But for some reason I raised suspicion to border control.
May I please have proper identification.
Why did you go to Canada?
How long were you in Canada?
Goes inside booth. Comes out.
Can you take your helmet and sunglasses off?
Why are you by yourself?
Where did you come from?
Where are you going?
What are in your bags?
How old are you?
Goes inside booth. (Is there something I don't know.) Comes out.
Do you have any charges or felonies?
Have you ever been in jail?
May we see another form of identification?
Goes inside booth. Comes out.
You are crazy to be by yourself. Be safe. Have a good trip.
*
Wow. I am really glad to be back in the U.S.
I was hoping to fill my water bottles.
*
I was cherishing every drop of water because I didn't know when I would get to refill.
I really thought the ride was going to get easier as I left the Rockies,
but the 110 degree heat made the hills of the Plains seem more
gruelling than the multiple thousand foot climbs I would summit in a day.
*
There was no shade.
And what services that may have been available were now closed, boarded buildings.
*
This picture captures what I had to entertain my eyes and mind.

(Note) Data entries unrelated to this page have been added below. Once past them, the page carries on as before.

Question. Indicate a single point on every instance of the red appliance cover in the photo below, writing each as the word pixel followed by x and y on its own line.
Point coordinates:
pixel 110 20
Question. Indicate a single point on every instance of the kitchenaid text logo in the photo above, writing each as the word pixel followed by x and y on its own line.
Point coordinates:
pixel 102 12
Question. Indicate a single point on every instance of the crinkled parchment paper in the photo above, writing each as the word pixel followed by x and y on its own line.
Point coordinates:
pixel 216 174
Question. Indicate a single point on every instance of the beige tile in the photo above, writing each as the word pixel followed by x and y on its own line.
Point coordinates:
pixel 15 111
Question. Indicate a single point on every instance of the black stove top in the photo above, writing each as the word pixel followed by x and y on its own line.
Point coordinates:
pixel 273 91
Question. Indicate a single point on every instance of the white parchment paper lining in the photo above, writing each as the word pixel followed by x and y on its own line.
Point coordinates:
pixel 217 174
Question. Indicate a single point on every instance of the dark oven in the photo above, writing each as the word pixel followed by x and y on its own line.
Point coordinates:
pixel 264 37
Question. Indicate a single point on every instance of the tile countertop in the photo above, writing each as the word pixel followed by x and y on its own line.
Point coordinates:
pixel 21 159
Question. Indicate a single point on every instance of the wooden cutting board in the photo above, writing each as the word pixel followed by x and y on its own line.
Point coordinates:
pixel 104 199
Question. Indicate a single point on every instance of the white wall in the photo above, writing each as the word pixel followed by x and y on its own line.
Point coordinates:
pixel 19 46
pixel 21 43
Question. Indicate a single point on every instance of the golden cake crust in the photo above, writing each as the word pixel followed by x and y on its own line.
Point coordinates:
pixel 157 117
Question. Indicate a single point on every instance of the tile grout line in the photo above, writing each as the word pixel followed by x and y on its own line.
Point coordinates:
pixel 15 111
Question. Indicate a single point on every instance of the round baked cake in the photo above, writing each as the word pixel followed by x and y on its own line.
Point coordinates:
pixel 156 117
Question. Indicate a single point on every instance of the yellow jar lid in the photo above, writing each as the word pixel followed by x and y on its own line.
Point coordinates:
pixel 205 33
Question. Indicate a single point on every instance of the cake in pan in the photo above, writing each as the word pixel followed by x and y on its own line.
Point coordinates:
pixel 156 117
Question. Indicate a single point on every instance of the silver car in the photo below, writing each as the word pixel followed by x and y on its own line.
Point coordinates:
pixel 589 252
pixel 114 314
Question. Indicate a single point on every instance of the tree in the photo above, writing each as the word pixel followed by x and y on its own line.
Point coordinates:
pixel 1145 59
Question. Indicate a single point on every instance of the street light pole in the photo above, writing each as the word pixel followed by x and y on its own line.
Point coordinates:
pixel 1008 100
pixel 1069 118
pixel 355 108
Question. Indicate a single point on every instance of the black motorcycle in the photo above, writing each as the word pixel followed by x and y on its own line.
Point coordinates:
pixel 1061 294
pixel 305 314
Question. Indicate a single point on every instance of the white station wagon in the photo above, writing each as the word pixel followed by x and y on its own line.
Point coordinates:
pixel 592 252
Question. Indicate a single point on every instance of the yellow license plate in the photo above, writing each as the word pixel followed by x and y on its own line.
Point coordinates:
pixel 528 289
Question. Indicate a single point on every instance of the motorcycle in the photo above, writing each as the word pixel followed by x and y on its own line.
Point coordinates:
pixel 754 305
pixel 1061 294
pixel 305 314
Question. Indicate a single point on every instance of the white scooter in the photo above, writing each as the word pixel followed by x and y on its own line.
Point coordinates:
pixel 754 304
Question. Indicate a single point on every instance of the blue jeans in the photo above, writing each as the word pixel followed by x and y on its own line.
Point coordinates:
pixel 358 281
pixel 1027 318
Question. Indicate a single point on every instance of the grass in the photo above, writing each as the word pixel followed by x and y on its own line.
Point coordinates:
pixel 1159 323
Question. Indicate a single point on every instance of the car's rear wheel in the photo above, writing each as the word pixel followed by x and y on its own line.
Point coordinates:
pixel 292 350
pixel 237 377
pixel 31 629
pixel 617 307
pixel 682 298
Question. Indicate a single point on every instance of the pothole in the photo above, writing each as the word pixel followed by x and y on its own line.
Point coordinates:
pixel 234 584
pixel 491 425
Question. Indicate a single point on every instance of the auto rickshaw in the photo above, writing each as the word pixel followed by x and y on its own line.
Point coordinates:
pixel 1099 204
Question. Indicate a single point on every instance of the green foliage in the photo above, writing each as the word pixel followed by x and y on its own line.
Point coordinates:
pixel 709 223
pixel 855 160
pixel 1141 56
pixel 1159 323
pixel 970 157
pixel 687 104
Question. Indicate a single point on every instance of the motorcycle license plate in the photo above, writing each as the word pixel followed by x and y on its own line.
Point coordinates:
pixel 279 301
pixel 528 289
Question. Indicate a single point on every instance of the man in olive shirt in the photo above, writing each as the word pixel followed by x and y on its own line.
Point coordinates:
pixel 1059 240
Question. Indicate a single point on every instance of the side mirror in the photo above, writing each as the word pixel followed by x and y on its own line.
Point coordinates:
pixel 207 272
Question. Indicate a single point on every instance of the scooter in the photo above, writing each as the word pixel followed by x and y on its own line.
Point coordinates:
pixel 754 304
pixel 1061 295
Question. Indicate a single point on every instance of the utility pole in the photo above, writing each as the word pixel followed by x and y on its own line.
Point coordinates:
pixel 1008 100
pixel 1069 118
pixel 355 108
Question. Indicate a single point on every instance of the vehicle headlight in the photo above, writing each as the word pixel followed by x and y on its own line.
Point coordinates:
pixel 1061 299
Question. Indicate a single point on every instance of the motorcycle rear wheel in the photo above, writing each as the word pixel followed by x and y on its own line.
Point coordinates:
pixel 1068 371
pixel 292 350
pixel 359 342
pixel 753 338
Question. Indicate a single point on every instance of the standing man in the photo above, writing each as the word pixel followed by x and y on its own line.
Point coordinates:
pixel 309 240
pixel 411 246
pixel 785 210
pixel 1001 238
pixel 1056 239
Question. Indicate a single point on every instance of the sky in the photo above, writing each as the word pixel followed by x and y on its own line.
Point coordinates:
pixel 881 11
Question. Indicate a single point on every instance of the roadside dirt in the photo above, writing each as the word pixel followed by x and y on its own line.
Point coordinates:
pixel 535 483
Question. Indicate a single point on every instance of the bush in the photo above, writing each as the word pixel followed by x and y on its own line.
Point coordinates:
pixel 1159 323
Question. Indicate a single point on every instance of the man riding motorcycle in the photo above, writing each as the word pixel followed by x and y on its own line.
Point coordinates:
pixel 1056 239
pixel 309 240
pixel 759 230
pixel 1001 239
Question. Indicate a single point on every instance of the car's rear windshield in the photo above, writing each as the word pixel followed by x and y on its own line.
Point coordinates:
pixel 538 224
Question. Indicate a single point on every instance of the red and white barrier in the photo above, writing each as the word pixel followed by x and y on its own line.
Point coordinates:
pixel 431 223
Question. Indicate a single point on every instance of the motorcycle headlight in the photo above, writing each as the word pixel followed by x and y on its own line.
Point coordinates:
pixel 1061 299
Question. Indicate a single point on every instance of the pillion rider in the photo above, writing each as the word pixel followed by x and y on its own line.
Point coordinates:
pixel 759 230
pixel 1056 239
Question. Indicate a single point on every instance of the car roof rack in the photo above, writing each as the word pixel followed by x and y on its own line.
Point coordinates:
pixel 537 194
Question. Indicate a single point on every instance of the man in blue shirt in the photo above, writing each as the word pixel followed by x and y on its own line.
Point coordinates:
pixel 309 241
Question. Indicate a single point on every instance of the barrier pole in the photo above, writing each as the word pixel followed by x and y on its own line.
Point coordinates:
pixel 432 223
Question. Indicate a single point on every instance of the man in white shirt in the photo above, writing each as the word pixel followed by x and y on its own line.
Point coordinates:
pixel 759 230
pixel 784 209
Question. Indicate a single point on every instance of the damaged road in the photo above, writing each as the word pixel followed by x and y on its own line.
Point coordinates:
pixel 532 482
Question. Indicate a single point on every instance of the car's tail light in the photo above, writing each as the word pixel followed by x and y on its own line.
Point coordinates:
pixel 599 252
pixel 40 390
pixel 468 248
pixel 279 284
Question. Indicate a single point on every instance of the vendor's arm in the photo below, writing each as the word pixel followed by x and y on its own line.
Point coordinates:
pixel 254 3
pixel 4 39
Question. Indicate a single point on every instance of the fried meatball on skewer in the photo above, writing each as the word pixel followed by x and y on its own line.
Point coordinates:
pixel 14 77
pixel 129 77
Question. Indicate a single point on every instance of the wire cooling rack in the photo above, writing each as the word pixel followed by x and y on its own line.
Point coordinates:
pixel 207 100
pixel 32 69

When I look at this I can remember the feeling that was within me and my thoughts
 as I sat in the shade my bike provided
and sipped the last of my water.
Worried. "This is not good. Water. Water. Water. There has to be a cattle hole."
*
I was 32 miles from Cut Bank.
A ride that shouldve taken me a little over 2 hours, turned into
6 hours.
It was an awful ride.
My mental state was to a point of numbness and my muscles were struggling to get the pedals to go around.
I found myself pulling my forehead off my handlebars and convincing my body it can make it.
At what cars passed, I attempted to wave them down, hoping to get water.
0 - 5.
I was desperate. And the next approaching vehicle
 I sat my bike down
 and stood in the middle of the road. 
They tried to pass.
But perhaps the tears and look on my face and my plead to stop convinced them I was in desperate need of something.
They cracked their window.
I said, "Do you have any water or something to drink."
"No. ... Well, I have a can of CocaCola."
"I'll take it."
Rolled the window down just enough to give me the can, and then they were off.
I chugged it.
It satisfied momentarily.
*
I could see green.  I assumd it was Cut Bank.  I was still 15 miles away.
*
I really didn't know if I was going to make it.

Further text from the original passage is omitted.